Directors need to be advised. A Bounce Back Loan does not, however, stop you from considering liquidating your limited company. Subject to you utilising the loan, as detailed in the offer. Liquidators will continue, as usual, realising the company’s assets to repay creditors and write debts of should monies be insufficient. As part of the liquidator’s normal duty, the insolvency practitioner conducts a statutorily required investigation into the conduct of the directors up to their appointment. Providing no misfeasance is evident, directors are free to move on, acting again as directors in a new company.

Liquidation and Bounce Back Loans? – Directors duties

So, suppose you find that after taking a bounce back loan, your company now experiences financial difficulties due to the prolonged period of the Coronavirus COVID 19 virus. Then as a responsible director, you should contact a licensed Insolvency Practitioner for advice.

Trading while insolvent can open you up,however, to personal liability. So, it is therefore important to take advice.

What happens to the loan in liquidation?

If you decide to liquidate your company, the loan is treated as an “Unsecured Creditor”.

Directors of a limited remain protected as long as they have acted responsibly.

A limited company offers limited liability.

Am I responsible for the bounce back loan in any way?


As you have signed no personal guarantee, you are then not personally liable, as the government guaranteed the loan.

Alternatives to a Bounce Back Loan?

Whatever circumstances you remain in, if a Bounce Back Loan application declined, and your business requires additional working capital, other options exist for consideration.   

Although the Bounce Back Loan terms are attractive, they may not give you the best chance of survival.
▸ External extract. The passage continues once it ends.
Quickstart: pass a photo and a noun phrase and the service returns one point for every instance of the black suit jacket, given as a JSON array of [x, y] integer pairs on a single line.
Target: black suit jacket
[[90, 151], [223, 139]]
For example, invoice finance, which provides quick access to capital, requires different repayment regimes. It will give you access to a percentage of the company’s unpaid invoices within just 24 hours of being sent to the customer to ease cash flow issues now and in the future. Unlike a Bounce Back Loan, this sort of funding allows flexibility to use as and when without long term agreements. 

Being unable to claim a Bounce Bank Loan requires considering a commercial loan, high street banks and specific lenders.   

Liquidation and Bounce Back Loans – Closing down a Limited Company.

To close an insolvent limited company, a licensed Insolvency Practitioner must be appointed Liquidator.

Many clients ask what is an Insolvency Practitioner?. Hopefully, having read the above, you will understand how they help distressed directors resolve issues with their companies.

For further help, please contact John Waller on 0800 612 5448.

What happens to redundancy pay in a liquidation?

Once the liquidation of your limited company commences, former employees, if unpaid, are considered preferred creditors of the company. Therefore, once the company’s payment of any secured creditors is complete, they will be paid. 

Employees usually have further claims against the company for:

  • Redundancy Pay;
  • Payment in lieu of notice;
  • Unpaid accrued holiday pay.

Often in insolvent liquidations, the company is unable to pay the above. Nevertheless, the redundancy payment service protects employees, requiring the appointed liquidator and the team to assist in the claims.